» Nie mar 09, 2025 14:51
Re: Koty z Hucianego Grodu cd.
One mnie znają, nawet myślałam, że dadzą się złapać na ręce, jak np.Bąbel. Z Łapkiem i Nosią poszło szybciej, ale te koty pozbawione są agresji, rządzi nimi strach i tyle. Wystarczy trochę cierpliwości. Po kościele wstąpiłam do Buni i Uszki. Mała nic jeszcze nie zjadła, ale było siusiu w kuwecie.Wzięłam ją na ręce i ponosiłam po mieszkaniu, ale nie za długo, bo kotka się denerwowała, czułam to. Wszystko powoli, nie nerwowo. Wydaje mi się, że koty czują, że się ich nie boję, że je lubię i naprawdę wiele rzeczy mogę koło nich zrobić. Znajomym kotom podcinam pazurki, podaję tabletki i chirurg niepotrzebny.

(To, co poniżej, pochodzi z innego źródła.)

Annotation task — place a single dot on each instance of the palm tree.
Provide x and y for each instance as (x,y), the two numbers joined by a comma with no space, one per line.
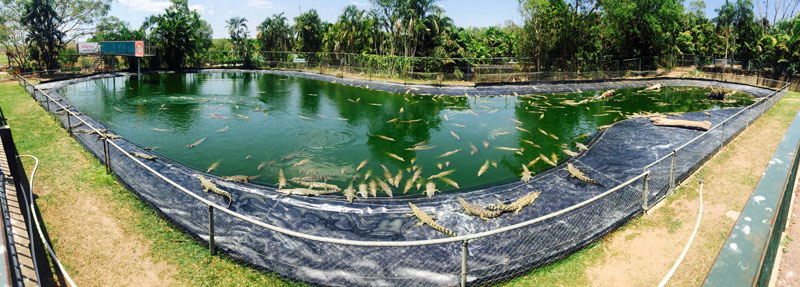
(237,28)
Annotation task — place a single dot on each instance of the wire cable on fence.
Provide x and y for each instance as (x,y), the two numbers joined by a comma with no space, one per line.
(688,244)
(39,227)
(339,241)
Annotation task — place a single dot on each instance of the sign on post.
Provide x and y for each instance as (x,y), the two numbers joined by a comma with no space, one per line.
(139,49)
(88,48)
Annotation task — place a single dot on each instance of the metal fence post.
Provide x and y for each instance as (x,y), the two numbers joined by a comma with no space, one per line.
(211,246)
(69,123)
(464,263)
(645,192)
(672,172)
(106,152)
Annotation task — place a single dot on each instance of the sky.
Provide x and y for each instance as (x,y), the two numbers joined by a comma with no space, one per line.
(465,13)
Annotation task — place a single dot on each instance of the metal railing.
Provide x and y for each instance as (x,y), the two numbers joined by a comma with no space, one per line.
(656,172)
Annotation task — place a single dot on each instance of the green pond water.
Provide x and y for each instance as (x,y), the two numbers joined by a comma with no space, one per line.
(252,120)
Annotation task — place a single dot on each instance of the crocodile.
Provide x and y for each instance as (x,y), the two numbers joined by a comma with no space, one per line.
(209,186)
(239,178)
(281,179)
(144,155)
(575,172)
(196,143)
(385,187)
(517,205)
(526,174)
(306,191)
(425,218)
(608,94)
(83,131)
(310,178)
(571,153)
(350,193)
(110,136)
(475,210)
(373,188)
(656,88)
(430,188)
(316,184)
(362,190)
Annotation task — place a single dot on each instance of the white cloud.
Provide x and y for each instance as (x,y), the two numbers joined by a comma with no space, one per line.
(259,4)
(146,5)
(200,8)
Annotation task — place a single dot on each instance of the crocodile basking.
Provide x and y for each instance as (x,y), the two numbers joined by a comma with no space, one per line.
(305,191)
(517,205)
(239,178)
(475,210)
(144,155)
(526,174)
(425,218)
(575,172)
(315,184)
(209,186)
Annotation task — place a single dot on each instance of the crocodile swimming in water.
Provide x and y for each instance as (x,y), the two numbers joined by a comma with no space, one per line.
(475,210)
(209,186)
(350,193)
(239,178)
(526,174)
(575,172)
(425,218)
(517,205)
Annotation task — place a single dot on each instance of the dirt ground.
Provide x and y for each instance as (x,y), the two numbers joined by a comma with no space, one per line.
(789,271)
(644,250)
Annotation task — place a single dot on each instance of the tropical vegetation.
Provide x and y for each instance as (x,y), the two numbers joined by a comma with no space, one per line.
(556,32)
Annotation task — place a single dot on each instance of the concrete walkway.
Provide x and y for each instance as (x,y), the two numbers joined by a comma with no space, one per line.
(789,270)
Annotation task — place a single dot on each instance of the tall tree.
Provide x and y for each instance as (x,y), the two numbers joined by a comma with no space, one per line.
(237,28)
(180,34)
(42,22)
(309,31)
(274,33)
(407,22)
(13,34)
(641,28)
(78,16)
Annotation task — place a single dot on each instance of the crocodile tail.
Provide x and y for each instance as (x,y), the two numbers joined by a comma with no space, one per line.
(442,229)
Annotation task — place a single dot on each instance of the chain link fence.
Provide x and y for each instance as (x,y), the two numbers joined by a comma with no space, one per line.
(484,257)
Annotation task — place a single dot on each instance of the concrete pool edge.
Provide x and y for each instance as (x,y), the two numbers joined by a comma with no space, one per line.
(443,203)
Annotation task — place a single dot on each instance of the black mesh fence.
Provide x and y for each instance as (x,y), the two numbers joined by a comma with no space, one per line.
(277,233)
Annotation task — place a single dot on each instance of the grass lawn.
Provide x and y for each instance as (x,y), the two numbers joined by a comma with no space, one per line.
(105,235)
(643,250)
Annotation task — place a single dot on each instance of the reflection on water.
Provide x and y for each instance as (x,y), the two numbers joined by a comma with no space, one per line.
(256,123)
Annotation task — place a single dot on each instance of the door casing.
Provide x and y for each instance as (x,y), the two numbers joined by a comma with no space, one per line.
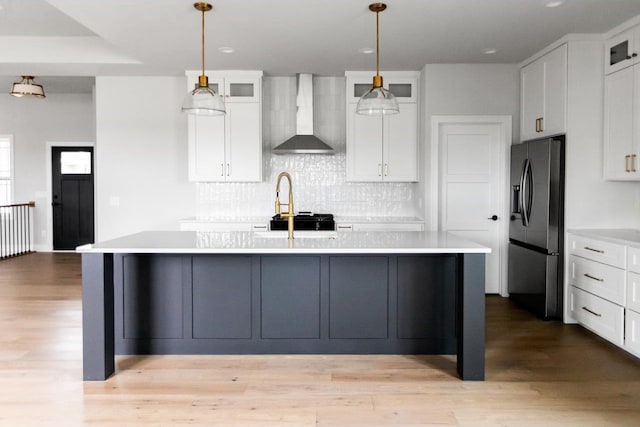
(505,123)
(48,245)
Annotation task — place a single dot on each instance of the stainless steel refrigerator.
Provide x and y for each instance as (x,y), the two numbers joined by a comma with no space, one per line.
(536,228)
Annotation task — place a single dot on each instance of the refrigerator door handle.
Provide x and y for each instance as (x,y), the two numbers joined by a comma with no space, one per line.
(524,193)
(530,191)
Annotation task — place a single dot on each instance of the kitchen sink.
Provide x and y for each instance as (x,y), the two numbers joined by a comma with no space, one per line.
(297,234)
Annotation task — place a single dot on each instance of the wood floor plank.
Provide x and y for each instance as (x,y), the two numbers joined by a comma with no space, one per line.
(538,374)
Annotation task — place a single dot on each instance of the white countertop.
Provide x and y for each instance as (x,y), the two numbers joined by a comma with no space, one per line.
(337,218)
(380,219)
(626,236)
(243,242)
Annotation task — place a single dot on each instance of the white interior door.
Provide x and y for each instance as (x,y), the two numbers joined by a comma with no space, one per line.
(472,189)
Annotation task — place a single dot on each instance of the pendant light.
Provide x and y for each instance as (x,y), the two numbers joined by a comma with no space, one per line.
(26,87)
(377,100)
(203,100)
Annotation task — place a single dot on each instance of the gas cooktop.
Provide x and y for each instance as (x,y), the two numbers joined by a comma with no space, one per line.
(305,221)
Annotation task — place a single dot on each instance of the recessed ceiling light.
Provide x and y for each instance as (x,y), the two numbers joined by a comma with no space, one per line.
(554,3)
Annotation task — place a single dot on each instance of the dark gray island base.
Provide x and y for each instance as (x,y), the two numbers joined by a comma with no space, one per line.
(368,303)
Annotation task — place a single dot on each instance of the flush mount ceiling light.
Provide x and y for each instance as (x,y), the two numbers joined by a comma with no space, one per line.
(203,100)
(26,87)
(377,100)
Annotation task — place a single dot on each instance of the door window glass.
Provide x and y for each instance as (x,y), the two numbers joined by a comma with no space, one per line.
(75,162)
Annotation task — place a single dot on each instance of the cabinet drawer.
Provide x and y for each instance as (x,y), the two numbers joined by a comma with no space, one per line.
(598,250)
(633,259)
(599,279)
(633,292)
(602,317)
(632,332)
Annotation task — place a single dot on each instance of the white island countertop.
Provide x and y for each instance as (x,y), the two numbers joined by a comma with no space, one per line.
(625,236)
(273,242)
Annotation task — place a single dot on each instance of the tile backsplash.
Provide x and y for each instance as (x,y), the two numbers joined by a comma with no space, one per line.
(318,181)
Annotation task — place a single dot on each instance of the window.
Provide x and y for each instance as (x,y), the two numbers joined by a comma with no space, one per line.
(6,170)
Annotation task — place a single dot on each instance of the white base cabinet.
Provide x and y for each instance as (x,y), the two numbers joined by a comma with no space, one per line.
(604,285)
(228,148)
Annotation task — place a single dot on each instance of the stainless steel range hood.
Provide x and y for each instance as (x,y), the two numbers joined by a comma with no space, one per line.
(304,142)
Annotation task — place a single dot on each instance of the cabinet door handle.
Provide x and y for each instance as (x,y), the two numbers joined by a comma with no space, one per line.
(594,250)
(626,163)
(592,312)
(593,277)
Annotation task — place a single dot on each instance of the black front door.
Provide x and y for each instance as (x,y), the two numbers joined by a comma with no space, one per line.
(72,187)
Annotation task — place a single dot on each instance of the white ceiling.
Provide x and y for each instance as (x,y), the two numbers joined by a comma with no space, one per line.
(282,37)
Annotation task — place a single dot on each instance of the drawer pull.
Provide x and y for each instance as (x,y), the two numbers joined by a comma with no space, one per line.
(592,312)
(594,250)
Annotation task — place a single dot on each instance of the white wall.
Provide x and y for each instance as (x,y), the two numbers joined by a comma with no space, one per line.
(34,122)
(466,89)
(141,145)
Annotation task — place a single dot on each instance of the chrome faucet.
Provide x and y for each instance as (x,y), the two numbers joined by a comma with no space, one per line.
(290,212)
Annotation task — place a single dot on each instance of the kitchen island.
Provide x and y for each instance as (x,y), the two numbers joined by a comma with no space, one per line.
(187,292)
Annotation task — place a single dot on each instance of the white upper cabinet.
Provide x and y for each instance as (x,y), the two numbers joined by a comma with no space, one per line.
(383,148)
(229,147)
(621,136)
(544,95)
(621,50)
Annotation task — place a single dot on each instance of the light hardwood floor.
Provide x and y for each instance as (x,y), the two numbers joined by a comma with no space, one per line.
(538,374)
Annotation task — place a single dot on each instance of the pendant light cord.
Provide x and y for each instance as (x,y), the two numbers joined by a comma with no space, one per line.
(203,10)
(377,46)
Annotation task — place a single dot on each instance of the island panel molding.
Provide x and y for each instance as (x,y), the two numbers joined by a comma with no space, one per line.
(429,301)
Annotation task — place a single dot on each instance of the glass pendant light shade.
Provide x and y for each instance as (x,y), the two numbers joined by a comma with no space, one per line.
(377,100)
(203,101)
(26,87)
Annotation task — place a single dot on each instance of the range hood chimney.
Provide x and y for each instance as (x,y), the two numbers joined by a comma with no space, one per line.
(304,142)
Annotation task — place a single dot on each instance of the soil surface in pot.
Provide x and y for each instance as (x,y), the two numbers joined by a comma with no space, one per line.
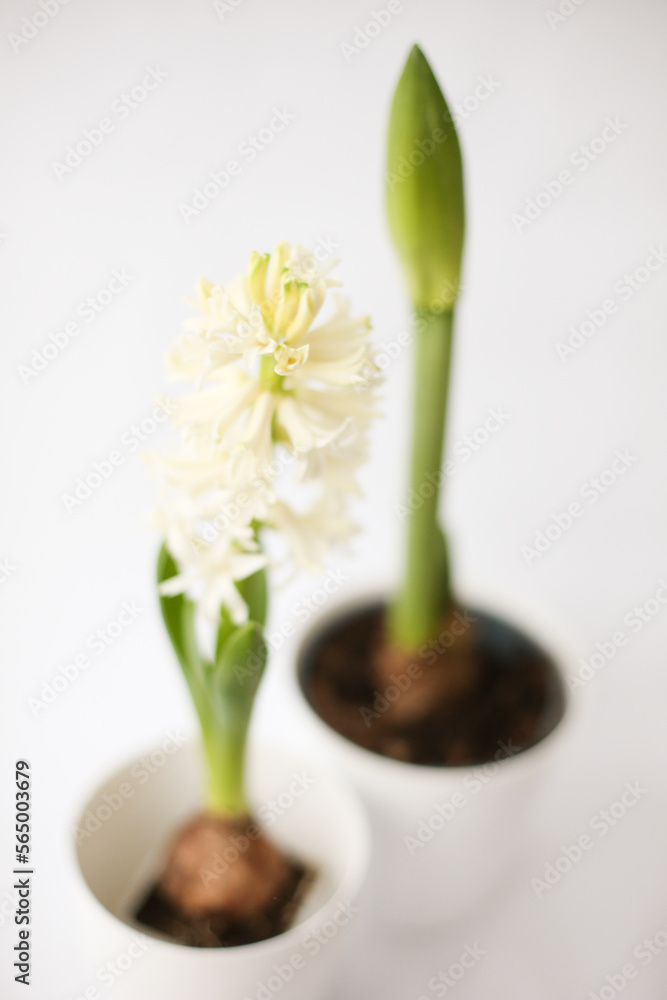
(224,884)
(480,692)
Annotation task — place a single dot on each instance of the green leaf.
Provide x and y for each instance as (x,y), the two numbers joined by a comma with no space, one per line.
(178,613)
(254,592)
(238,671)
(424,178)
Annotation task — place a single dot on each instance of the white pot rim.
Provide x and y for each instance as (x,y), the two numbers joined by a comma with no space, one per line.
(550,639)
(347,888)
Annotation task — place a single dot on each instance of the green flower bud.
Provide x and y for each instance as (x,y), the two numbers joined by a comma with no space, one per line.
(425,187)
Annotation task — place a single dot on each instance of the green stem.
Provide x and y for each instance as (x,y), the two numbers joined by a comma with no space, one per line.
(224,751)
(426,593)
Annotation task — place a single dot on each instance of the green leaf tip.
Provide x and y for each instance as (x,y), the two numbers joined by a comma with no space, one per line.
(424,187)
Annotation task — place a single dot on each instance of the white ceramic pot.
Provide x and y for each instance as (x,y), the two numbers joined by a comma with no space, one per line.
(445,838)
(130,820)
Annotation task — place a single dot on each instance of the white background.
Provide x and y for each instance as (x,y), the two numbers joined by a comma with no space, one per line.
(322,178)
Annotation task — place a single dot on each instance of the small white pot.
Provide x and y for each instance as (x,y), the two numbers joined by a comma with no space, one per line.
(445,838)
(133,816)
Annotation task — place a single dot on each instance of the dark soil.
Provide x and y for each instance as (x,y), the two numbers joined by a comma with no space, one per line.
(203,901)
(485,696)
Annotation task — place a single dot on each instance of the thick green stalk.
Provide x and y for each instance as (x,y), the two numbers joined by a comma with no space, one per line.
(426,594)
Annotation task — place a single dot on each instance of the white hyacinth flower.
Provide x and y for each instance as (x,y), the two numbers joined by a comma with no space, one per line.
(277,383)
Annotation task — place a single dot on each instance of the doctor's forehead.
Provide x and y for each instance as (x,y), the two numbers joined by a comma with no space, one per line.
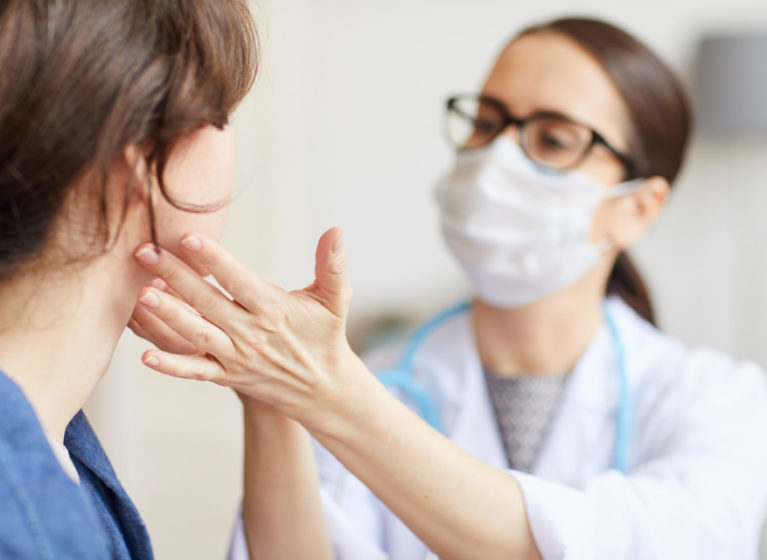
(547,71)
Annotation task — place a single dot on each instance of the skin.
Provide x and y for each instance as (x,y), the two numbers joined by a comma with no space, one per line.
(60,324)
(289,349)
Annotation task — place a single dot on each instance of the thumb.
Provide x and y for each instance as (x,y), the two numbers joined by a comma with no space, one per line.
(331,279)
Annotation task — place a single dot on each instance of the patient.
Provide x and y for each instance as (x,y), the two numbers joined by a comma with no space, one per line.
(113,132)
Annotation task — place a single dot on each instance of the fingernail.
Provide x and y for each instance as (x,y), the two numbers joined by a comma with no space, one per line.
(150,299)
(151,361)
(148,256)
(191,243)
(159,283)
(339,244)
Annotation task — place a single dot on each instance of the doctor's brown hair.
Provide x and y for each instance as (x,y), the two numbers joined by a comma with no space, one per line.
(660,114)
(84,79)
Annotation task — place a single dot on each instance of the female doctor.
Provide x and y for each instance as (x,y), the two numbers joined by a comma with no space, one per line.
(559,422)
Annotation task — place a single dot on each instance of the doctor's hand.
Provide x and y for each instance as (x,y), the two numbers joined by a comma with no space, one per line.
(286,349)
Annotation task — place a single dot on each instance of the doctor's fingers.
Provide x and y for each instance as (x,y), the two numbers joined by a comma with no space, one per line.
(181,279)
(246,288)
(198,367)
(154,330)
(202,335)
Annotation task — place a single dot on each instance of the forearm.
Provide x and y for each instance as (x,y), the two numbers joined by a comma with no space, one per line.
(282,513)
(458,505)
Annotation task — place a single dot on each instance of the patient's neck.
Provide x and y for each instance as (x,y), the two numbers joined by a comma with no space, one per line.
(58,331)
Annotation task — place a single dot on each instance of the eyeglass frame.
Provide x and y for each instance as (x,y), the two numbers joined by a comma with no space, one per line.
(508,120)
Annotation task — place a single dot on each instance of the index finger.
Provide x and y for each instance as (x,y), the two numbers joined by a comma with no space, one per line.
(195,290)
(244,286)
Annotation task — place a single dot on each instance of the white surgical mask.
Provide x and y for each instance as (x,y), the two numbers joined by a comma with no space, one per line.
(520,232)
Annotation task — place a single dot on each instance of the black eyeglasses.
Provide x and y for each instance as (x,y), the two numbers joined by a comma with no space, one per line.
(548,139)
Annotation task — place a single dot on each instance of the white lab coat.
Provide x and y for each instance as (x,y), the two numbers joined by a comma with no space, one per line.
(697,486)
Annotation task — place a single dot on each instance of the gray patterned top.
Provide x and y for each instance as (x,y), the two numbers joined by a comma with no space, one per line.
(524,407)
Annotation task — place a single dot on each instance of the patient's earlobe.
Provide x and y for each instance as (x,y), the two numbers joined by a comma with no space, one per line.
(137,177)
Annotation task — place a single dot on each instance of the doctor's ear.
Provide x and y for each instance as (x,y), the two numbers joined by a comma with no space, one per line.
(632,215)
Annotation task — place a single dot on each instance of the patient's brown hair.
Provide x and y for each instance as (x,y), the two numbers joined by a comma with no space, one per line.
(84,79)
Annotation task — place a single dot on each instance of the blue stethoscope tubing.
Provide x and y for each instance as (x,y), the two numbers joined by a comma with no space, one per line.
(401,377)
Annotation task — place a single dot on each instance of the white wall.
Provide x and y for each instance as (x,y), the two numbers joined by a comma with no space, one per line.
(344,128)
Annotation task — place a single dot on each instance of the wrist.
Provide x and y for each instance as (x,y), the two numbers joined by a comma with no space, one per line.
(351,397)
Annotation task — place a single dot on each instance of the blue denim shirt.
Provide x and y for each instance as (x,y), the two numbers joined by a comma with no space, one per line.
(43,513)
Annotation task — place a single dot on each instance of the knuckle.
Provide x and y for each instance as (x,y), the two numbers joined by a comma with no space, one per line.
(201,339)
(206,303)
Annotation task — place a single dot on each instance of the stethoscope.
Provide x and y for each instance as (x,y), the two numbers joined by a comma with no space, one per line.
(401,377)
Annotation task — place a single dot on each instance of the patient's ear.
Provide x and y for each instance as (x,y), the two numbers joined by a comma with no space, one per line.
(635,213)
(133,173)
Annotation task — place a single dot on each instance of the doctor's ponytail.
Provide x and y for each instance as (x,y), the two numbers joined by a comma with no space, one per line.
(660,114)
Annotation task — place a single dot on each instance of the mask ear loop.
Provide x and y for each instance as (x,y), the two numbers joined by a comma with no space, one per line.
(624,189)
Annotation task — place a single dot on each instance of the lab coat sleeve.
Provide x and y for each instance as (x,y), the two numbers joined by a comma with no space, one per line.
(353,515)
(349,543)
(699,493)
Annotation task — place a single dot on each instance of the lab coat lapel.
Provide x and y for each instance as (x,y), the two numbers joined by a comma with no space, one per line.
(474,428)
(581,437)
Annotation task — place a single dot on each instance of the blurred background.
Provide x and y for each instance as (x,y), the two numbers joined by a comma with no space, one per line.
(344,127)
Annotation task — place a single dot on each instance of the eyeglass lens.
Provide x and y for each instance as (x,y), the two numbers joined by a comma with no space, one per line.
(547,140)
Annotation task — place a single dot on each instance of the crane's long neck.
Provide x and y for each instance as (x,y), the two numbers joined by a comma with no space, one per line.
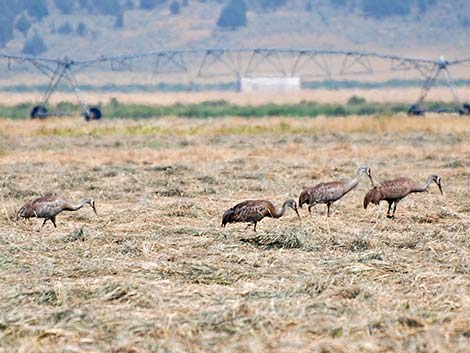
(71,207)
(424,187)
(353,183)
(278,213)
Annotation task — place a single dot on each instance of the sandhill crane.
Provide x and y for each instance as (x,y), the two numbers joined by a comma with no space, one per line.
(48,207)
(253,211)
(393,191)
(330,192)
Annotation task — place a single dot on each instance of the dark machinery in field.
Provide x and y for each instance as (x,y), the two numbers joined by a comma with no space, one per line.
(238,63)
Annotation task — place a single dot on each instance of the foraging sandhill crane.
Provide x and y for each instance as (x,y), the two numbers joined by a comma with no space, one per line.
(48,207)
(330,192)
(393,191)
(253,211)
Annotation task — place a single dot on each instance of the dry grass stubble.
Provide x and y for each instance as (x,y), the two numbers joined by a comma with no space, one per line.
(155,272)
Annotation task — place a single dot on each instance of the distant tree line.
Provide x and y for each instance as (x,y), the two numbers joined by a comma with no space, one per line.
(21,15)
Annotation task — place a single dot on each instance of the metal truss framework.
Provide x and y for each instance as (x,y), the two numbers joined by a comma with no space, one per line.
(196,64)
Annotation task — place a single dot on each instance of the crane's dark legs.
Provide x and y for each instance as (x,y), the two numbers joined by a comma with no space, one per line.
(394,209)
(389,208)
(53,222)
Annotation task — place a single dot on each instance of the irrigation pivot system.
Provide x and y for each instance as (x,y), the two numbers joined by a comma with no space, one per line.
(233,64)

Pisałam już o cudnej Milce, wklejałam zdjęcia. To pingwinka o jasnych oczkach, niebieskich? zielonkawych? Trudno powiedzieć, ale są niezwykłe. Kotka codziennie wieczorem, kiedy wracam od Buni odprowadza mnie do domu. To urocze, czasem biorę ją na ręce, poprzytulam i kotce to się podoba. Nie, nie odprowadza mnie do samego domu, dochodzi do ulicy i zawraca do siebie. Ona jest zaopiekowana, dostaje jeść, ale i tak jej coś daję. Ona nie jest zbyt ufna, nie każdemu daje się dotknąć i dobrze.